Re: [PATCH v2 4/4] livepatch/shadow: Add garbage collection of shadow variables

Petr Mladek <pmladek@xxxxxxxx> · Thu, 2 Feb 2023 14:58:31 +0100

On Tue 2023-01-31 13:17:31, Josh Poimboeuf wrote:
> On Tue, Jan 31, 2023 at 03:23:58PM +0100, Petr Mladek wrote:
> > > > +
> > > >  void *klp_shadow_get(void *obj, struct klp_shadow_type *shadow_type);
> > > >  void *klp_shadow_alloc(void *obj, struct klp_shadow_type *shadow_type,
> > > >  		       size_t size, gfp_t gfp_flags, void *ctor_data);
> > > 
> > > I find the type-based interface to be unnecessarily clunky and
> > > confusing:
> > > 
> > > - It obscures the fact that uniqueness is determined by ID, not by type.
> > > 
> > > - It's weird to be passing around the type even after it has been
> > >   registered: e.g., why doesn't klp remember the ctor/dtor?
> > 
> > ctor/dtor must be implemented in each livepatch. klp_shadow_register()
> > would need to remember all registered implementations.
> > klp_shadow_alloc/get/free would need to find and choose one.
> > It would add an extra overhead and non-determines.
> 
> There's really no need to even "register" the constructor.  It can
> continue to just be passed as needed to the alloc functions.

Sure. But it looks weird to handle the constructor another way then
the destructor. I mean that if we registrer the destructor then we
should registrer the constructor as well.

I see an analogy with C++ here. klp_shadow_register_type() is similar
to defining a class. And both constructor and destructor are defined
in the class definition.

A custom constructor in C++ might allow to pass extra parameters
needed for initialization. In our case, these are obj, size,
gpf_flags, ctor_data.

> (Side note, I don't see why klp_shadow_alloc() even needs a constructor
> as it's typically used when its corresponding object gets allocated, so
> its initialization doesn't need to be atomic.  klp_shadow_get_or_alloc()
> on the other hand, does need a constructor since it's used for attaching
> to already-existing objects.)

If we agree that klp_shadow_get_or_alloc() needed a constructor then
klp_shadow_alloc() should do the same. Different behavior would add
more confusion from my POV.

> The thing really complicating this whole mess of an API is the
> destructor.  The problem is that it can change when replacing
> livepatches, so we can't just remember it in the registration.
> 
> At least at Red Hat, I don't think we've ever used a shadow destructor.
> Its real world use seems somewhere between rare and non-existent.

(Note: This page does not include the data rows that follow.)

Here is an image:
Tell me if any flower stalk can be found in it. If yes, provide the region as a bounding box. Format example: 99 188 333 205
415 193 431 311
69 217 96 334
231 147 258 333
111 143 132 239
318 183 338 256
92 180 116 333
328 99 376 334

I checked SUSE livepatches and we use the destructor once
for mutex_destroy(). I guess that it made the livepatch more safe.
Also it might have been useful for testing.

> I guess a destructor would be needed if the constructor (or some other
> initialization) allocated additional memory associated with the shadow
> variable.  That data would need to be freed.

It seems that the constructor is primary used to initialize the
structure members, for example, locks.

The commit e91c2518a5d22a07642f35 ("livepatch: Initialize shadow
variables safely by a custom callback") mentions as an example
list_head. The constructor might want to link it into another list.
In that case, the destructor would do the opposite.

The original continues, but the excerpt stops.